Duchowny dodał jednocześnie, że w tym przypadku sprawa jest jednak szczególnie bulwersująca. "Zachorował człowiek, który całymi miesiącami instruował Polaków, co należy czynić, a czego czynić nie należy, by koronawirusowi postawić skutecznie tamę" - zaznaczył.
Następnie ks. Lemański odniósł się do wakacji byłego ministra zdrowia, które spędził w słonecznej Hiszpanii. "To, że był w Hiszpanii - wiemy wszyscy" - napisał, dodając, że sytuacja wygląda niemal identycznie, jeśli chodzi "o jego szusowanie na nartach we Włoszech i z prezydentem, i z instruktorem narciarskim, i ze sprzedawcą oscypków".
Koronawirus. Łukasz Szumowski zakażony. Ks. Wojciech Lemański komentuje
"Może chodził do lasu? A może, nie daj Boże, ten lekarz nie mył rąk dokładnie i wielokrotnie? A może nie nosił maseczki, wiedząc, że niektóre są niewiele warte?
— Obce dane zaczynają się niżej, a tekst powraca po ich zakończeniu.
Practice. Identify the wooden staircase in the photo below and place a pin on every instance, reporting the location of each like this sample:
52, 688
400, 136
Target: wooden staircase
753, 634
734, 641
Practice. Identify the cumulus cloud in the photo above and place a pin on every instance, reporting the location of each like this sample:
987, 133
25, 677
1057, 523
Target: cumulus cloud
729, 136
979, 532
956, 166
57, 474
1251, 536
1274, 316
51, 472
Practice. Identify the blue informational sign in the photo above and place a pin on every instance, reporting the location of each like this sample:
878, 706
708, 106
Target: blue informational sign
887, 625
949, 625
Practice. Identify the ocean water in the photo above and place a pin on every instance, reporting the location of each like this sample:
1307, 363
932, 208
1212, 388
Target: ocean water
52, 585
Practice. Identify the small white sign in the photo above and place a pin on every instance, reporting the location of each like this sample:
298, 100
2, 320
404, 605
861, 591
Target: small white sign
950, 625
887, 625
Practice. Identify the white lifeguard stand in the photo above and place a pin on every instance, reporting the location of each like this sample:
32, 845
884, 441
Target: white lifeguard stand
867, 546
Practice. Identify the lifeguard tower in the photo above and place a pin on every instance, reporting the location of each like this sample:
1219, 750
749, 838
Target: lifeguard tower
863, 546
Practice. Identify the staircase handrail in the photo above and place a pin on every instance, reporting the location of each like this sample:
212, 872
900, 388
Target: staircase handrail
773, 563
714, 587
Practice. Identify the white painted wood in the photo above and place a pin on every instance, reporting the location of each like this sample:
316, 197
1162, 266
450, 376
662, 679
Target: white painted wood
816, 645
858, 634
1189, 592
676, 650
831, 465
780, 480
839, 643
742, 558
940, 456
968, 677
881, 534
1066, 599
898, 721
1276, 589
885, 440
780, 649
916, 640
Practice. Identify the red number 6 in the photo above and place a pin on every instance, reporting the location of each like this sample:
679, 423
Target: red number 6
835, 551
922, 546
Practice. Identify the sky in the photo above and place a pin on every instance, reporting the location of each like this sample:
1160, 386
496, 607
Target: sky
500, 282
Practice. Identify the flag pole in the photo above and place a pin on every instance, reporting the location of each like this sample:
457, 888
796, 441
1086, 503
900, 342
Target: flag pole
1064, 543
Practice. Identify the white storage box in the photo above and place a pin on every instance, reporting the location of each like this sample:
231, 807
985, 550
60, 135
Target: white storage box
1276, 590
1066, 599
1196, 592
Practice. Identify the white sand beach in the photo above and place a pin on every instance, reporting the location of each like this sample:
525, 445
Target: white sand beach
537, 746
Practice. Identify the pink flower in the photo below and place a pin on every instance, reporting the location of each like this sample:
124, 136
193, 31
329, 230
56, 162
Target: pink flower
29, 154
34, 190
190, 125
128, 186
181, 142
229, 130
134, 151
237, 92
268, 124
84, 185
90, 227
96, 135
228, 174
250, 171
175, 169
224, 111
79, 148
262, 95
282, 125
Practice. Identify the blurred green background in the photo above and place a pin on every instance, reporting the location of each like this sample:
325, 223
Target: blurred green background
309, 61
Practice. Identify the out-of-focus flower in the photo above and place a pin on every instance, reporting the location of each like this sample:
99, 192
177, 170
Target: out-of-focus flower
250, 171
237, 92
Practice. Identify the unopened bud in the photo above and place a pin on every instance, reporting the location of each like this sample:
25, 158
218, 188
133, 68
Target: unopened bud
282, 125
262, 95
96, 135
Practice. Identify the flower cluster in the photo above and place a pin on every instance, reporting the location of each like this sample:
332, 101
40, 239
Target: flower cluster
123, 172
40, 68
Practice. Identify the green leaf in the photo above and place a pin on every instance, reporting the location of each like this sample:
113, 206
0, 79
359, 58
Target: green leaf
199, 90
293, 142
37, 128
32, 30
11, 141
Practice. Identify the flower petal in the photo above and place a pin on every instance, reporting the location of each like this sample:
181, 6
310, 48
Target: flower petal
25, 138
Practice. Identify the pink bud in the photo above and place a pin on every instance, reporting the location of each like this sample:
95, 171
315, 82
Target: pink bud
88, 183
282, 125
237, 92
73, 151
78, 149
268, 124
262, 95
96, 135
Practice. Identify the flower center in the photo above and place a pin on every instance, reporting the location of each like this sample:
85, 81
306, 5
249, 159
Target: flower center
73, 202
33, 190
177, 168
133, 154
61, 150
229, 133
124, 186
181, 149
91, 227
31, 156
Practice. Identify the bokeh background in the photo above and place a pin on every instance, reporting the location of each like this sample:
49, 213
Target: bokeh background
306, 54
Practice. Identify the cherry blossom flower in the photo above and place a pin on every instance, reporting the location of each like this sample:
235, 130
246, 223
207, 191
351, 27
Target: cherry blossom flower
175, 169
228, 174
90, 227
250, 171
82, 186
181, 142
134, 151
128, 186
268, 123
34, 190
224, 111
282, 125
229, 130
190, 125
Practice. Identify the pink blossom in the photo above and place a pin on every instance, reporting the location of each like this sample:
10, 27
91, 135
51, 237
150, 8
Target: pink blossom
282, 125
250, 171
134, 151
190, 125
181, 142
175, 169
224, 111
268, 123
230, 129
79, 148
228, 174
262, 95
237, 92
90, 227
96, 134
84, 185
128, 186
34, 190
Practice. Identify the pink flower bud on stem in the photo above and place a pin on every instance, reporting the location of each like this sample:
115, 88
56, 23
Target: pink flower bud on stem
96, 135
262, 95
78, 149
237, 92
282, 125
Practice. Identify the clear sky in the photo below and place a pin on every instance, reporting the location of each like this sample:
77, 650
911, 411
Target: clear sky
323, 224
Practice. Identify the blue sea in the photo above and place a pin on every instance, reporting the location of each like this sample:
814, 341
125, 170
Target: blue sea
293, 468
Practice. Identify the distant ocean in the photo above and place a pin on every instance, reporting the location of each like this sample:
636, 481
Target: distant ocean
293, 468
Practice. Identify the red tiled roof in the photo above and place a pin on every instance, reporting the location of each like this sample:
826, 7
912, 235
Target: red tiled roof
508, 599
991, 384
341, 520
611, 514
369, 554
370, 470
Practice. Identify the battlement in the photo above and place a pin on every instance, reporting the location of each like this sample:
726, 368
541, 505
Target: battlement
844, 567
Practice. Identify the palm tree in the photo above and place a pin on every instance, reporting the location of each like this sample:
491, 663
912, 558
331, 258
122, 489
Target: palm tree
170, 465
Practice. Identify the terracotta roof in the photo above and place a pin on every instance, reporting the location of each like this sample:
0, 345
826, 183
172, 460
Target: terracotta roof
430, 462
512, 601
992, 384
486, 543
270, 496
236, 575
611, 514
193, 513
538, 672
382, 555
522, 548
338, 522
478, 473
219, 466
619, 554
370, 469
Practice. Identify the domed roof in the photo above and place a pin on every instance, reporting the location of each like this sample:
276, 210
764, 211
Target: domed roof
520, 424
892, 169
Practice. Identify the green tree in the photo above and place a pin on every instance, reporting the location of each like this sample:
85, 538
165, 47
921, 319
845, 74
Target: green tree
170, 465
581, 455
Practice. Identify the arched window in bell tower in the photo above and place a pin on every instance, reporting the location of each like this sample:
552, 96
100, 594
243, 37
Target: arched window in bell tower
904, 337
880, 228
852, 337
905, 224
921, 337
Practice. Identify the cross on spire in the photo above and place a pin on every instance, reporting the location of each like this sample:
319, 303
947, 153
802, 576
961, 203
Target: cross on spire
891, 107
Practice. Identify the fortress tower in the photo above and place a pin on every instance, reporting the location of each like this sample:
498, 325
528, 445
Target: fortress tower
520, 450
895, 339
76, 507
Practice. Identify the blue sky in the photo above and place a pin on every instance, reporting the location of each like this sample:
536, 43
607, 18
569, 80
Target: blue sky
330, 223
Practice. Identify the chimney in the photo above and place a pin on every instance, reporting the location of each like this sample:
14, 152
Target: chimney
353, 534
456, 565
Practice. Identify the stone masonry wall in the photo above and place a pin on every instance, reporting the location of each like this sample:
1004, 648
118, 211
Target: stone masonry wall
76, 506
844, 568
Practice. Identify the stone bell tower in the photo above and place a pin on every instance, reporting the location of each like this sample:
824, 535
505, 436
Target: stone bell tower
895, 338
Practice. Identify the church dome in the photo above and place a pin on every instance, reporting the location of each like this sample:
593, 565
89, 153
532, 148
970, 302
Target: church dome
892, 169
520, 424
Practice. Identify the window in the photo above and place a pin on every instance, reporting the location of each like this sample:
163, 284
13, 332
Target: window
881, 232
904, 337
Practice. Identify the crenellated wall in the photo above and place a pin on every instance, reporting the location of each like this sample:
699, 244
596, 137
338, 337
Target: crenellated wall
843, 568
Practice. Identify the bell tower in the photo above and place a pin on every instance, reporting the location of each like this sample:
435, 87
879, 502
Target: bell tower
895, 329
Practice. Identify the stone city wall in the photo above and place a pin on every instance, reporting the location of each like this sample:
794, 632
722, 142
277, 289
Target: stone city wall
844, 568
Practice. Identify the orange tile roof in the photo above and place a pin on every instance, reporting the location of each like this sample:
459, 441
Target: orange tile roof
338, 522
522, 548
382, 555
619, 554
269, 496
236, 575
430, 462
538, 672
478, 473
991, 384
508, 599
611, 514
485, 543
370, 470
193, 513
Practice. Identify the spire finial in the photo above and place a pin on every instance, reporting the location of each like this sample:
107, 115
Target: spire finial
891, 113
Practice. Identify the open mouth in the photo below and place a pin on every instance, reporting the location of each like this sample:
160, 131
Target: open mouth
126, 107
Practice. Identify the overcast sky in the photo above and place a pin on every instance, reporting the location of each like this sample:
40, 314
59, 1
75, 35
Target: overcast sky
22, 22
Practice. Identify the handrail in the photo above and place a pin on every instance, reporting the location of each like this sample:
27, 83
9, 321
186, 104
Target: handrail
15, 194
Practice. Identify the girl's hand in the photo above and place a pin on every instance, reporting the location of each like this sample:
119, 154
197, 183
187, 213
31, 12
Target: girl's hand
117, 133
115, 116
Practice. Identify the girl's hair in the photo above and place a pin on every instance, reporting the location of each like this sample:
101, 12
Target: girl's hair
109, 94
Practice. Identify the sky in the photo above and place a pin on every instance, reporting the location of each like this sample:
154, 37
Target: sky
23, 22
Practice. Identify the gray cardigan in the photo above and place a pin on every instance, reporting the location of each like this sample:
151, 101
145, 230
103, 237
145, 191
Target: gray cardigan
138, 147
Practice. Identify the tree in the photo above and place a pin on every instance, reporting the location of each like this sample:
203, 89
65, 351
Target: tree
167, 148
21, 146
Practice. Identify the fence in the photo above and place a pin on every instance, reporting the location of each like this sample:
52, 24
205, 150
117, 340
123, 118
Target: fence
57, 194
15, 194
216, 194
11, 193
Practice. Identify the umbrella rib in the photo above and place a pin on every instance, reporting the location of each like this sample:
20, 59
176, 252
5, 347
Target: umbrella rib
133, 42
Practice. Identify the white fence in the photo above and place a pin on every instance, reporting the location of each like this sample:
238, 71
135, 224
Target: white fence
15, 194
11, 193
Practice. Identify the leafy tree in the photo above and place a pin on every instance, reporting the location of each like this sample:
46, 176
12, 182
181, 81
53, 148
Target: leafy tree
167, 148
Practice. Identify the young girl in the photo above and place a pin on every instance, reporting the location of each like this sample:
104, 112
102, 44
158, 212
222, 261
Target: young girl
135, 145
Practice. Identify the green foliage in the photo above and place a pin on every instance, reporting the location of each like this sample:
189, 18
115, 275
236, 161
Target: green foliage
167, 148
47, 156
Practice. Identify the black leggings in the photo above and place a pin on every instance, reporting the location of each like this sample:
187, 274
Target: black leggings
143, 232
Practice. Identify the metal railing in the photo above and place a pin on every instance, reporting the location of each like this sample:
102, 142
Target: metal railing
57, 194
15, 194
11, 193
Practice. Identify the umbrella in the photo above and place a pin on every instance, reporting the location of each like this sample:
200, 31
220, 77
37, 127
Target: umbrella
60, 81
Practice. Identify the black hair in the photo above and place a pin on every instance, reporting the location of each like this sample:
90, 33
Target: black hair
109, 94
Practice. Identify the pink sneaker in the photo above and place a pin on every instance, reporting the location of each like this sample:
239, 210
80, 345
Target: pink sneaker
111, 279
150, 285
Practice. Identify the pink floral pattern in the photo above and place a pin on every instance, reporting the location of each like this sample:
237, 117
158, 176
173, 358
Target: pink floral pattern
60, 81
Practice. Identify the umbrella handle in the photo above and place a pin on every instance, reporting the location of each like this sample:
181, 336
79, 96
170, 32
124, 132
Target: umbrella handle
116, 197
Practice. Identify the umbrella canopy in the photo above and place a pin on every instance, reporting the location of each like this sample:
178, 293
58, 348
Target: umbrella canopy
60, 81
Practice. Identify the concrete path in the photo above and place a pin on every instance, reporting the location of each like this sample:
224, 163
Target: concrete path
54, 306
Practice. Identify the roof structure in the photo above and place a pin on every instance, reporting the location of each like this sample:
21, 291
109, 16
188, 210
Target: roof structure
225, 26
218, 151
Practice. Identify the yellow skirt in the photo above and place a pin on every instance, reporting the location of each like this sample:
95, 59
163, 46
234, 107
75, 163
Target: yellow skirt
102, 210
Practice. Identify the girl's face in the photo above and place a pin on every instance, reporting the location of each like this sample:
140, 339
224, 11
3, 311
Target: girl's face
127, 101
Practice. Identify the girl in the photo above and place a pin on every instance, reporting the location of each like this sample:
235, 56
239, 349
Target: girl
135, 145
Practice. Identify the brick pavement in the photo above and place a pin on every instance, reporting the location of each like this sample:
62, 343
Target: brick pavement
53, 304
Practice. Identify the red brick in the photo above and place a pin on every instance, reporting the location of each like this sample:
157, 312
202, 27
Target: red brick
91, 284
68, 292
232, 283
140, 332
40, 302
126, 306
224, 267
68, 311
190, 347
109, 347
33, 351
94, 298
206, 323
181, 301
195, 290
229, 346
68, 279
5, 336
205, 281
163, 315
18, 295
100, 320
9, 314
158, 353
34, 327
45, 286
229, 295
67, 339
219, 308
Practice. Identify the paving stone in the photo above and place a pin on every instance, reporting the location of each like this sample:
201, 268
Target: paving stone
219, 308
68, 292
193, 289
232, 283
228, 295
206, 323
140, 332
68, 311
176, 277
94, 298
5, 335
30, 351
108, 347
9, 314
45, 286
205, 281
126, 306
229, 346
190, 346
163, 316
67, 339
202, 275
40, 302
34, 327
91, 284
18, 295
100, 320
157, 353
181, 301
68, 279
A może w kościele komunię przyjmował do ust i to z rąk niezdezynfekowanych przez nawiedzonego księdza?" - zapytał we wpisie duchowny.
Na koniec ks. Wojciech Lemański wspomniał, że ojcowie uczyli, iż przykład idzie z góry. Jednak jego zdaniem tym razem to zły przykład. "Zdrowia życzymy byłemu ministrowi zdrowia" - spuentował duchowny.
Łukasz Szumowski zakażony koronawirusem
Jak ustalił w poniedziałek portal onet.pl, były minister zdrowia Łukasz Szumowski jest zakażony koronawirusem. Pozytywne wyniki testów miało otrzymać także kilku członków jego rodziny.
Doniesienia te potwierdził radiu RMF FM sam Szumowski. Przyznał jednocześnie, że nie wie, gdzie mógł zarazić się koronawirusem.